PHOENIX — Lauren Betts had already proven, over the course of four years and two conferences, that she was the best player in the country. Sunday night at Footprint Center, she proved it one final time on the largest stage the sport offers, scoring 26 points on 10-of-15 shooting and pulling down 14 rebounds as UCLA defeated South Carolina 72–64 to win the program's first NCAA national championship.
The Bruins did not flinch. South Carolina, which has reached the national championship game in four of the last five seasons under Dawn Staley, came in with the kind of pedigree that makes opponents second-guess themselves in close games. UCLA had never been here before. None of that appeared to matter. The Bruins led by as many as 12 in the second half, absorbed a 9-2 South Carolina run that cut the deficit to five, and then responded with back-to-back baskets from Kiki Rice and Gianna Kneepkens to put the game away.

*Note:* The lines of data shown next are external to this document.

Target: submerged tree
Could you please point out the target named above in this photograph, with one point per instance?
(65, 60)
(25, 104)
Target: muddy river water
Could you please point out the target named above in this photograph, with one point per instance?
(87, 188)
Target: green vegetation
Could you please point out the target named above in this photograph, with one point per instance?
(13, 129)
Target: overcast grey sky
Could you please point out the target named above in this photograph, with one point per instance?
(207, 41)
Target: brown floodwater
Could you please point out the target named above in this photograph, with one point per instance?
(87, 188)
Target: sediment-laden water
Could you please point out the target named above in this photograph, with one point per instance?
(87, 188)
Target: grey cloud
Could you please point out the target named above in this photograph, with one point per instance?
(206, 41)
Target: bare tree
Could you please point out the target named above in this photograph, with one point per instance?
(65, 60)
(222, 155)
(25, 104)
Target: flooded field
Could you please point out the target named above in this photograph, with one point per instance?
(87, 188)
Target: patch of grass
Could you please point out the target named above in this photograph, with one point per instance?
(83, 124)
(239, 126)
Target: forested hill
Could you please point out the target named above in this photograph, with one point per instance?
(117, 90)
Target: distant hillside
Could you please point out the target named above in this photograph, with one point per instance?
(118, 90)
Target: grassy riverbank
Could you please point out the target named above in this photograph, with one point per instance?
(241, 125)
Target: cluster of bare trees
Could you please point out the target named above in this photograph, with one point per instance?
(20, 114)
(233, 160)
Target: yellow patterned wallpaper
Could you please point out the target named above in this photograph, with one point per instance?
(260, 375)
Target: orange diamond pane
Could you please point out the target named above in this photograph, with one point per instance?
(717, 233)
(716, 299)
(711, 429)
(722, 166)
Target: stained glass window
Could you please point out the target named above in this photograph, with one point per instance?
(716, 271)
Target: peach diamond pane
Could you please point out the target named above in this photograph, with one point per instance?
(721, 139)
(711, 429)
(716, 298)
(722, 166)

Rice, who has been the team's most reliable perimeter creator all season, finished with 14 points and seven assists and made the decisive reads in the final four minutes that kept the Gamecocks from getting within striking distance. Kneepkens knocked down three of UCLA's six three-pointers on the night and scored 18 points in what she described after the game as the best she has felt shooting all season. Gabriela Jaquez, defending Staley's top wing option, held her to nine points on 4-of-13 shooting.
"I don't know if there's a word for what this feels like," Betts said at the postgame podium, holding the net she had just cut down. "We've been working for this for a long time. Every one of us. This is for everyone who believed in this program before tonight."
Head coach Cori Close, who has built UCLA into a consistent top-10 program over more than a decade, became the first Bruins women's basketball coach to cut down the nets at a national championship. She was composed through the final minutes and visibly overcome after the final buzzer, embracing her seniors on the court for several minutes before accepting any interview requests. The four seniors, Betts, Rice, Kneepkens, and Jaquez, leave Westwood with a conference title, a Final Four, and now a national championship, a legacy that will define the program's standard for years.
South Carolina finished 35-3, its losses all to top-10 programs, and Staley was gracious in defeat. "They were better tonight," she said at the podium. "Lauren Betts is a generational player. You can't take anything away from what UCLA did this season." The sentiment was accurate. From a 9-0 start in Big Ten play through a conference championship and a run through the tournament in which they were never seriously threatened until the final minutes of the title game, these Bruins were the best team in the country. Sunday confirmed it officially.
The trophy ceremony ended just before midnight Phoenix time. By then, Westwood was already celebrating.